The object, known as NGC1052-DF2, was first recognized as a peculiar galaxy using the Dragonfly Telephoto Array, a groundbreaking instrument dedicated to searching for particularly faint objects. The team used 10 bright star clusters to work out its mass distribution and discovered that the mass of the galaxy was essentially the same as the mass of the stars in the galaxy.
The team followed up these observations with the Hubble Space Telescope which showed them a stunning object, an almost ghost-like galaxy. They also discovered that although DF2 is roughly the same size as the Milky Way (about 100,000 light-years across) it has 200 times fewer stars than our own galaxy. Estimates suggest that there should be 400 times more dark matter in DF2.
“Finding a galaxy without dark matter raises questions. Why is this? Is it because dark matter clumps in a different way than we thought in the early universe? Is it because we don’t really understand how dark matter behaves for these low-mass galaxies? Or is this just some weird object that formed in a way that is incredibly rare? We don’t know the answers yet. We don’t know how common this kind of galaxy is,” Professor van Dokkum explained.
“We have no good theory for how this particular object formed. People will have to make models on how to construct something like this that do not involve dark matter. The object is there. It’s calling out to us and saying ‘Hey! figure me out’. And that’s our job.”
While questions abound, we might also be getting some answers. Dark matter is the favorite theory to explain the universe but it is far from unique. There have been several proposals, some very rigorous, and some less so, suggesting that what we see as the effect of dark matter is actually the result of something missing from our gravitational models. These models claim that the laws of gravity might be different when applied to larger distances than we cannot calculate on Earth. Finding this galaxy is a terrible blow to those approaches.
“According to those kinds of models, this fake dark matter signature is because it’s part of the law of gravity,” Professor van Dokkum told us. “It is something that every galaxy should have. So even finding a single object that doesn’t have it is a huge problem for those models. Because it shows that the anomalies we see in other galaxies they indicate the presence of dark matter. Paradoxically, the fact we don’t detect dark matter in this galaxy is what shows that it’s real. It is a substance.”
The proportion of dark to regular matter in the universe. Some dark matter-rich galaxies have 400 times more dark matter than regular matter. NASA/ Wu, Hahn, Wechsler/ Abel, Kaehler (KIPAC)
The next step is to find out more about this object and determine whether it’s a unique galaxy or one that’s been missed due to its faintness.
“I think now, the hunt is on to see if this is a unique object or if there are more like it,” Professor van Dokkum pointed out. “We do even have some candidates among the small number of galaxies that we have observed.
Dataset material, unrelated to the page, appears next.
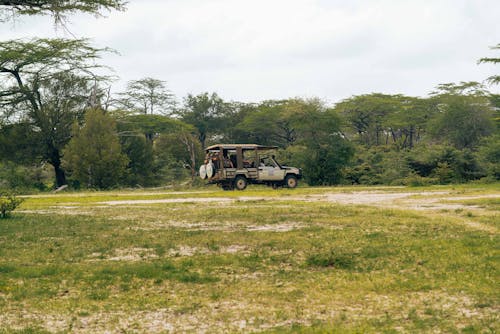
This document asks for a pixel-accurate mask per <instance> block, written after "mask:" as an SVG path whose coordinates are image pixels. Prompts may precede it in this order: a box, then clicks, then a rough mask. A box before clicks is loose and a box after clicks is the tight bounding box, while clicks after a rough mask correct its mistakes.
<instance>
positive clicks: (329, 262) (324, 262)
mask: <svg viewBox="0 0 500 334" xmlns="http://www.w3.org/2000/svg"><path fill="white" fill-rule="evenodd" d="M306 263H307V265H308V266H311V267H333V268H336V269H352V268H353V266H354V255H353V254H346V253H344V252H342V251H339V250H337V249H330V250H328V251H326V252H317V253H313V254H311V255H309V256H308V257H307V259H306Z"/></svg>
And then we’ll search in a larger area and I’m sure that other people will pick up this research area too, just to see how common these objects are.”
The researchers currently have 23 candidate objects seen by the Dragonfly telescope, and observations with Hubble suggest that some look like DF2. They are now trying to measure how things move in those galaxies to see if they lack dark matter as well. They hope to have some findings by the fall.
The hunt for dark matter is picking up speed. From complex detectors to new tech to these kinds of observations, we might be on the verge of finally uncovering the mysterious substance’s true nature.